The specific comment is as follows (sixth comment of accepted answer):
...Second, and more importantly, this will only return hexadecimal characters - i.e. 0-9 and A-F. It will never return a letter higher than an F. You're reducing your output to just 16 possible characters when there could be - and almost certainly are - many other valid characters.
– AgentConundrum Oct 14 '12 at 17:19
This got me thinking. Say I had some arbitrary series of bytes, with each byte being randomly distributed over 2^(8). Let this key be A. Now suppose I transformed A into its hexadecimal string representation, key B (ex. 0xde 0xad 0xbe 0xef => "d e a d b e e f").
Some things are readily apparent:
My suspicion is that, in this example, the two keys will end up being equally as secure (otherwise every password cracking tool would just convert one representation to another for quicker attacks).

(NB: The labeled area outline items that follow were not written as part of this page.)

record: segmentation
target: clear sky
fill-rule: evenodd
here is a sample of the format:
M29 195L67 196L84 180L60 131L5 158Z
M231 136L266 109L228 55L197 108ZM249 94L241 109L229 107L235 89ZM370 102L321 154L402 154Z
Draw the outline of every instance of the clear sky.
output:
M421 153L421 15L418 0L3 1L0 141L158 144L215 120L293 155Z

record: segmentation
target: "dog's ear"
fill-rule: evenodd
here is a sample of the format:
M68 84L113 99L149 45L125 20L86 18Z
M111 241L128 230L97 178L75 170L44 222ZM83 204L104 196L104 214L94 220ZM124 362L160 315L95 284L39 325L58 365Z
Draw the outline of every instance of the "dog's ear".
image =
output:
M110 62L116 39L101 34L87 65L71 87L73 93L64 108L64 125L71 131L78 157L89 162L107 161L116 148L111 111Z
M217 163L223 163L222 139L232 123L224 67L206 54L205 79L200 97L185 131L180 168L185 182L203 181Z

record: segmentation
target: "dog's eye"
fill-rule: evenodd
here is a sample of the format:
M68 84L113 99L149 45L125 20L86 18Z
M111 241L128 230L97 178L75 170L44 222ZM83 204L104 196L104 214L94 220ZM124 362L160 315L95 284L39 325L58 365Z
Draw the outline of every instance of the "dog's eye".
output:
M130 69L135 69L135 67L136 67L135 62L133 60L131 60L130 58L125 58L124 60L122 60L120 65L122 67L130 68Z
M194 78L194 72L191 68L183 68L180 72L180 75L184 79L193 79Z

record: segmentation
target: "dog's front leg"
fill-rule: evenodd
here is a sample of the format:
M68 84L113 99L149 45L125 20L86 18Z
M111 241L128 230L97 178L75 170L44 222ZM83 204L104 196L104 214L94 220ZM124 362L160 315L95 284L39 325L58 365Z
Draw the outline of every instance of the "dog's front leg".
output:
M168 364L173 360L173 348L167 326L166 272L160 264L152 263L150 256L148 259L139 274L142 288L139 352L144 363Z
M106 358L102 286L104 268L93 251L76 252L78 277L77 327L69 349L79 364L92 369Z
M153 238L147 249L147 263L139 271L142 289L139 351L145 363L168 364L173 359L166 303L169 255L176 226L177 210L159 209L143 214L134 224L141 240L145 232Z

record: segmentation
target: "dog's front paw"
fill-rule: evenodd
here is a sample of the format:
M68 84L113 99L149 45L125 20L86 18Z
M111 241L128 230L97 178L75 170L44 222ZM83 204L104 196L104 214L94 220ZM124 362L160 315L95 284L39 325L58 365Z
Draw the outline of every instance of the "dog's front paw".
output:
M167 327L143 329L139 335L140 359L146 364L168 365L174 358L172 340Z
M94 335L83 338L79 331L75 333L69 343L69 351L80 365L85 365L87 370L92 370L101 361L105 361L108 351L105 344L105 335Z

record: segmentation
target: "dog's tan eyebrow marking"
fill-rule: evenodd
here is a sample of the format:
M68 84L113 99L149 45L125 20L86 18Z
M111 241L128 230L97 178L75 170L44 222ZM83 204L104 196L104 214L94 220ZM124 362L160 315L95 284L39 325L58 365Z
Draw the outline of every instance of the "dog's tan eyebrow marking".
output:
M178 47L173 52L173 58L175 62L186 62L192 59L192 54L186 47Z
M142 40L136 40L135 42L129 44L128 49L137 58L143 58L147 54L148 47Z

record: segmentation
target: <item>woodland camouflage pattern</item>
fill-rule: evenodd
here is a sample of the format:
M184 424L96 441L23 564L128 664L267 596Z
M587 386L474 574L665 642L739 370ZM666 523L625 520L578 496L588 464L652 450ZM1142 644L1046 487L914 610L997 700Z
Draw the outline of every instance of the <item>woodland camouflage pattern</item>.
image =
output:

External to this contrived example, however, I suspect there is an important security moral to take away from this; especially when selecting a source of randomness.
So, in short, which is more desirable from a security stand point: longer keys or keys whose values cover more discrete symbols?
I am really interested in the theory behind this, so an extra bonus gold star (or at least my undying admiration) to anyone who can also provide the math / proof behind their conclusion.
Let's start with a binary string of length 8. The possible combinations are all permutations from 00000000 and 11111111. This gives us a keyspace of 2^8, or 256 possible keys. Now let's look at option A:
A: Adding one additional bit. We now have a 9-bit string, so the possible values are between 000000000 and 111111111, which gives us a keyspace size of 2^9, or 512 keys. We also have option B, however.
B: Adding an additional value to the keyspace (NOT the keyspace size!): Now let's pretend we have a trinary system, where the accepted numbers are 0, 1, and 2. Still assuming a string of length 8, we have 3^8, or 6561 keys...clearly much higher.
However! Trinary does not exist!
Let's look at your example. Please be aware I will be clarifying some of it, which you may have been confused about. Begin with a 4-BYTE (or 32-bit) bitstring: 11011110 10101101 10111110 11101111 (this is, btw, the bitstring equivalent to 0xDEADBEEF)
Since our possible values for each digit are 0 or 1, the base of our exponent is 2. Since there are 32 bits, we have 2^32 as the strength of this key. Now let's look at your second key, DEADBEEF. Each "digit" can be a value from 0-9, or A-F. This gives us 16 values. We have 8 "digits", so our exponent is 16^8...which also equals 2^32! So those keys are equal in strength (also, because they are the same thing).
But we're talking about REAL passwords, not just those silly little binary things. Consider an alphabetical password with only lowercase letters of length 8: we have 26 possible characters, and 8 of them, so the strength is 26^8, or 208.8 billion (takes about a minute to brute force). Adding one character to the length yields 26^9, or 5.4 trillion combinations: 20 minutes or so. Let's go back to our 8-char string, but add a character: the space character. now we have 27^8, which is 282 billion....FAR LESS than adding an additional character!
The proper solution, of course, is to do both: for instance, 27^9 is 7.6 trillion combinations, or about half an hour of cracking. An 8-character password using upper case, lower case, numbers, special symbols, and the space character would take around 20 days to crack....still not nearly strong enough. Add another character, and it's 5 years.
As a reference, I usually make my passwords upwards of 16 characters, and they have at least one Cap, one space, one number, and one special character. Such a password at 16 characters would take several (hundred) trillion years to brute force.